Chotusice is a municipality and village in Kutná Hora District in the Central Bohemian Region of the Czech Republic. It has about 800 inhabitants.

Administrative parts
The village of Druhanice is an administrative part of Chotusice.

Geography
Chotusice is located about  east of Kutná Hora and  west of Pardubice. It lies in a flat agricultural landscape of the Central Elbe Table. The Brslenka Stream flows through the municipality.

History
The first written mention of Chotusice is from 1142 under the name Chotovice. In 1316, it was donated to the Sedlec Abbey. Since the second half of the 14th century, the name of Chotusice is used. The village was devastated during the Hussite Wars in 1421, by the army led by Jan Želivský. From 1436, Chotusice was a part of the Žehušice estate and shared its owners. The village developed significantly in the 16th century and was promoted to a market town in 1601.

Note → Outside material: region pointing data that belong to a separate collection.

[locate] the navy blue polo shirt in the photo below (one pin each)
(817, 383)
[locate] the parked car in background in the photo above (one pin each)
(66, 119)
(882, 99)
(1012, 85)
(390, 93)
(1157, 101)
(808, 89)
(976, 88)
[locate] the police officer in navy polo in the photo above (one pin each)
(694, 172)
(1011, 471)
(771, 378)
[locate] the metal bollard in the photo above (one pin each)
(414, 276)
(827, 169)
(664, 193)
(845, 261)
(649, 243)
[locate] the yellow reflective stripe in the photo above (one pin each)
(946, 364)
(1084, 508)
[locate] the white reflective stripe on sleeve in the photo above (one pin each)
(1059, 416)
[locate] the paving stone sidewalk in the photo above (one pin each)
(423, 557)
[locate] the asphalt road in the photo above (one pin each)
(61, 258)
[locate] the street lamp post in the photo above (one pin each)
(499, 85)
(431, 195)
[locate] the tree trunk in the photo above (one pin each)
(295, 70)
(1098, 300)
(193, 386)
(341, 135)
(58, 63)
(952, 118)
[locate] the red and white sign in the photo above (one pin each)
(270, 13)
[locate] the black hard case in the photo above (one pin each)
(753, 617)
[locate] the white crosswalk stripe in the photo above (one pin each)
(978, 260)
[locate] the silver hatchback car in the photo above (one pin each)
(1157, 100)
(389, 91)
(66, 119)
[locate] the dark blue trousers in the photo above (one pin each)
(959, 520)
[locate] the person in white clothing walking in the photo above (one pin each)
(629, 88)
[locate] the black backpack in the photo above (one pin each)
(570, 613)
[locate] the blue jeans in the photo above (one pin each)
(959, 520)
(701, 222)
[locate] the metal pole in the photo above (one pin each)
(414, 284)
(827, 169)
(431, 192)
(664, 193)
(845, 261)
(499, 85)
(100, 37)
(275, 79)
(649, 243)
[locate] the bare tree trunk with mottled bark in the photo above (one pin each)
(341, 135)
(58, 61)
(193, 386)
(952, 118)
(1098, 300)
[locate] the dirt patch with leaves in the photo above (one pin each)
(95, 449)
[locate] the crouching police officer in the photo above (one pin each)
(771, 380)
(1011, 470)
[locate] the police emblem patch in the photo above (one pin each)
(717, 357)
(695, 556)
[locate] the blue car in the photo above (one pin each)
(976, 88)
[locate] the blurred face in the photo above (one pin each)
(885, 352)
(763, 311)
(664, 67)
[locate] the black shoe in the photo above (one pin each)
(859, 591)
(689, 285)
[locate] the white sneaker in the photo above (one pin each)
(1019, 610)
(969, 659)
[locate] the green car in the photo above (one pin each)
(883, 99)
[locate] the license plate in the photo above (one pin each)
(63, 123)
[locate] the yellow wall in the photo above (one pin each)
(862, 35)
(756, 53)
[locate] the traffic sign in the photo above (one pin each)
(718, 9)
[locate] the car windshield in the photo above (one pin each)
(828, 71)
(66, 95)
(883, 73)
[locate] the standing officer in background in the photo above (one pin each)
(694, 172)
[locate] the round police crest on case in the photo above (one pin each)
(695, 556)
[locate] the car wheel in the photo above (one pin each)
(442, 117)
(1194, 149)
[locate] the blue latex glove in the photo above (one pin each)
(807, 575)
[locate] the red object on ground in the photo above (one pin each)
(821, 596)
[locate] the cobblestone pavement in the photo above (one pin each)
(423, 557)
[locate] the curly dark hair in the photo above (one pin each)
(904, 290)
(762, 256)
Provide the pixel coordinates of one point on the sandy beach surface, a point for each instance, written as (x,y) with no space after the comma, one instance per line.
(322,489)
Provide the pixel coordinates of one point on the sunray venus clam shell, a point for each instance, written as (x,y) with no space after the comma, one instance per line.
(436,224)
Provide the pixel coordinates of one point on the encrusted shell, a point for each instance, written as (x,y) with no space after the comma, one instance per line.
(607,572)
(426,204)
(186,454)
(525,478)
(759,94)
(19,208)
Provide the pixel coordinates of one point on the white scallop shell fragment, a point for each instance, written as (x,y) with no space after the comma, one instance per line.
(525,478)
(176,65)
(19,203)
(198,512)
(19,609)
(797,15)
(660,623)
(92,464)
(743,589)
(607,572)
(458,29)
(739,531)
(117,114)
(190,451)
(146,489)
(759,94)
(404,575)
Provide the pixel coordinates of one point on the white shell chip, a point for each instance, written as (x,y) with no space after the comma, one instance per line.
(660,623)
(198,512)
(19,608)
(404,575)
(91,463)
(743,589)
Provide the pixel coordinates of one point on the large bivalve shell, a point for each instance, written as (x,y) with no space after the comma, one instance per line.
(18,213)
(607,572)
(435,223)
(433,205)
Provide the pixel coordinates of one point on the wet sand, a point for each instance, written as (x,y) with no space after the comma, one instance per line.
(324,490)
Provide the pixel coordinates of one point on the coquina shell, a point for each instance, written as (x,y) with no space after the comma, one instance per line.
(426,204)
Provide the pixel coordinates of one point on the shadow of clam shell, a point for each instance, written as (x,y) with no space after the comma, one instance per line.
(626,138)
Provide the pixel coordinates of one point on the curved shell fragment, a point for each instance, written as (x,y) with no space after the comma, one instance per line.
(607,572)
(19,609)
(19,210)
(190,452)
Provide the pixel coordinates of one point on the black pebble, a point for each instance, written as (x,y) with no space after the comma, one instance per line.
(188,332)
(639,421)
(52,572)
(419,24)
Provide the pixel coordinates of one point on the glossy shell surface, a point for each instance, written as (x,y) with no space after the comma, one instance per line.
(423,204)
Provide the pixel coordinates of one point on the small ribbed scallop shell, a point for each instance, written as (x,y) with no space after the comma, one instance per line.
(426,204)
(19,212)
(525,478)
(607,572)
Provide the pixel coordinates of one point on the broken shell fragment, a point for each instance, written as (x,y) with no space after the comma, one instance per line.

Chotusice is known for the nearby Battle of Chotusitz, which was fought in 1742 as part of the First Silesian War.

Sights
The landmark of Chotusice is the Church of Saint Wenceslaus. It was originally a Gothic church from around 1270, extended in 1716. Then it was reconstructed in the Baroque style in 1742, after it was burned down during the Battle of Chotusitz.